SHE’S FUNNY THAT WAY

Imogen Poots and Owen Wilson in the romantic comedy SHE'S FUNNY THAT WAY.
Imogen Poots and Owen Wilson in the romantic comedy SHE’S FUNNY THAT WAY.

The original title of SHE’S FUNNY THAT WAY was Squirrels to the Nuts, because the co writer and director of the film, Peter Bogdanovich had a hard-on for the Ernst Lubitsch film, Cluny Brown, renowned for its Charles Boyer parley to the titular plumber.

Squirrels to the Nuts becomes a franca lingua lief motif, an intrinsic and thematic catch-cry in SHE’S FUNNY THAT WAY, a strange seductive utterance from Owen Wilson’s character, theatre director, Arnold Albertson, who, though happily married to theatre star, Delta, a delicious take on the domesticated Diva by Kathryn Hahn, likes to romance call girls.

Yes, he beds them, but he wines and dines them, and “incentavises” them to ditch their Irma La Douce routines and pursue their dreams.
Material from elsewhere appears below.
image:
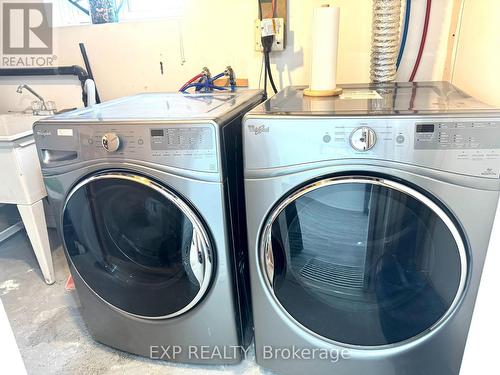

In New York to cast and commence production on a new play by playwright, Joshua Fleet and starring his wife and famous leading man Seth Gilbert, Arnold hires harlot, Glo, who tells him of her aspirations of becoming an actor. He encourages and inspires her, an honest and heartfelt benevolent gesture that backfires when she auditions for him later that week.

At base, SHE’S FUNNY THAT WAY is a bedroom farce, a connecting door comedy that’s a delightfully old fashioned skew at the screwball and wears its madcap with panache and pride.

When it flies, it soars, thanks to Owen Wilson’s boyish charm as a feminist womaniser and Imogen Poots energetic enthusiasm as Glo.

Poots has already shown her comedic chops in the underrated A Long Way Down and her career seems to be waiting in the wings for a real career take off. Her performance here is another calling card for audiences and producers to take note.

No wonder the playwright played by Will Forte falls head over heels for the harlot with a heart for art. His ardour makes it less harder to disassociate from his tryst with the psycho psychiatrist perfectly played by Jennifer Aniston. Talk about putting the anal in analysis.

To build on the bamboozling, Glo is a patient, as is a former client of the call girl, who has hired a private dick to shadow her.

SHE’S FUNNY THAT WAY is a valentine to Hollywood, a yearning for the golden years, much as What’s Up Doc? was back in its day, and his last picture, The Cat’s Meow.

Bogdonivich fills the script with talk about the stars and movies of yesteryear, Audrey Hepburn, whose last screen appearance was in the helmer’s They All Laughed, and Lana Turner and Lauren Bacall, illustrating how potent myth making is and how magic generated by movies is necessary to take us out of the mundane. Cinema is certainly the stuff that dreams are made of.

Furthering his own nostalgia fondling, he has cast actors from his own glorious past – Cybil Shepherd, Tatum O’Neal, Joanna Lumley, Coleen Camp, George Morforgen and Austen Pendleton pop up and do the twirl.

Fabulously funny, SHE’S FUNNY THAT WAY is well worth a look for those who want charm, heart, and style in their humour.

It’s funny that way.

SHE’S FUNNY THAT WAY opens in cinemas this Thursday 27th August.